Jaksa Penuntut Umum Yuri Artana Putra kepada sejumlah wartawan menjelaskan, majelis hakim pengadilan negeri jember dalam putusannya, memutuskan terdakwa terbukti melakukan politik uang dengan membagikan uang sebesar 5 ribu hingga 15 ribu, sambil menyerahkan stiker paslon nomor urut dua. Atas perbuatannya terdakwa divonis 36 bulan penjara atau tiga tahun, denda 200 juta rupiah subsider dua bulan pidana kurungan.

Putusan hakim tersebut sudah putusan paling ringan, karena majelis hakim melihat beberapa hal yang meringankan terdakwa. Di antaranya terdakwa mengakui dan menyesali perbuatannya dan berjanji tidak akan mengulanginya lagi, serta terdakwa merupakan pulang punggung keluarga dengan satu istri dan tiga orang anak. Atas putusan hakim tersebut Yuri masih menyatakan akan pikir-pikir selama tiga hari apakah nantinya menerima atau tidak.

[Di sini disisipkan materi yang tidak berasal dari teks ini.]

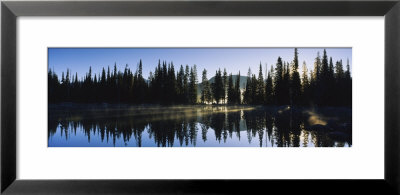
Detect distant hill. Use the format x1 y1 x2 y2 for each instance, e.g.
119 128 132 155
197 75 247 98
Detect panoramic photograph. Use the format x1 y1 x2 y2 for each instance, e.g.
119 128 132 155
47 47 352 147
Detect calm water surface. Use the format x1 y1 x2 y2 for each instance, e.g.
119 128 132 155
48 105 352 147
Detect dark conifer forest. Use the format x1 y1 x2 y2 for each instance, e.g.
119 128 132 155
48 48 352 106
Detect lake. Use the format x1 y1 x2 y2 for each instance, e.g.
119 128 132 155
48 104 352 147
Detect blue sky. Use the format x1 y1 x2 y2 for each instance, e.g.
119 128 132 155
48 48 352 80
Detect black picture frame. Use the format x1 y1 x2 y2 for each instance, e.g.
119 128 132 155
0 0 400 194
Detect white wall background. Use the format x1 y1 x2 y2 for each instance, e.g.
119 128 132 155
17 17 384 179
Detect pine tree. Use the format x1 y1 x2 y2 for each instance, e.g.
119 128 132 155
254 62 265 104
290 48 301 105
201 69 212 104
228 73 236 104
265 66 274 105
234 71 242 104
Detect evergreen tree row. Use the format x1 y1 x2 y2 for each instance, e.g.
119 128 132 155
48 48 352 106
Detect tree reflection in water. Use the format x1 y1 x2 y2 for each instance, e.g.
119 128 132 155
48 105 352 147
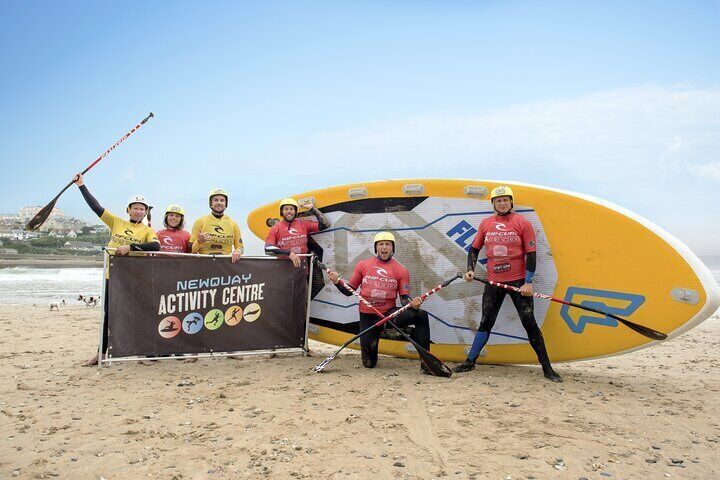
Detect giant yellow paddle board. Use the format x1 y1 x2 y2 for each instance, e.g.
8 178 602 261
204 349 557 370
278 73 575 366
248 179 720 363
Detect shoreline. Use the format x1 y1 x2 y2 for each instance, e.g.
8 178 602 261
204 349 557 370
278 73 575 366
0 253 103 269
0 306 720 480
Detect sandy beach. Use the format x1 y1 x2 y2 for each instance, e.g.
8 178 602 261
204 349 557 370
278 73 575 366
0 254 103 268
0 306 720 480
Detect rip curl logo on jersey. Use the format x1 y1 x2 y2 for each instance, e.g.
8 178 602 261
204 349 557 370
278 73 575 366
560 287 645 333
375 267 390 278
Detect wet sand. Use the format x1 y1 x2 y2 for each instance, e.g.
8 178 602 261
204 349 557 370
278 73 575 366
0 306 720 480
0 254 103 268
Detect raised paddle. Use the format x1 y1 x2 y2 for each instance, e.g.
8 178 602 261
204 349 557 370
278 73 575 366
25 112 155 230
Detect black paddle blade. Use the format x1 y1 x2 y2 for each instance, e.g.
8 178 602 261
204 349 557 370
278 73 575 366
415 345 452 378
608 314 667 340
25 197 57 231
313 353 337 373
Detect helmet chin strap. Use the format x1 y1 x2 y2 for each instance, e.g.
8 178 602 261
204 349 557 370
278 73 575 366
375 250 395 262
493 202 515 217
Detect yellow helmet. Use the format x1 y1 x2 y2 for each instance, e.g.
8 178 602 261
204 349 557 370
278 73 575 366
208 187 230 207
490 185 515 202
280 198 300 216
165 205 185 217
373 232 395 253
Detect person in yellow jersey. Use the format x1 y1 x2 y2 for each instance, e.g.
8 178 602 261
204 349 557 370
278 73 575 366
190 188 243 263
73 173 160 366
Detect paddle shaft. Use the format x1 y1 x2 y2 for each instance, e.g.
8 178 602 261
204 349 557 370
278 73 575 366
315 260 459 372
25 112 155 230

Sementara kuasa hukum terdakwa Ridwan atas putusan hakim menyatakan akan berpikir-pikir selama tiga hari, untuk menentukan langkah apakah menerima atau mengajukan banding. Besar kemungkinan pihaknya akan mengajukan banding, mengingat kliennya bukan termasuk dari tim sukses paslon nomor urut 2. Kliennya secara spontan membagi-bagikan uang pribadinya dengan total 100 ribu, karena merasa ngefans kepada paslon nomor urut 2, terutama Gus Fijaun.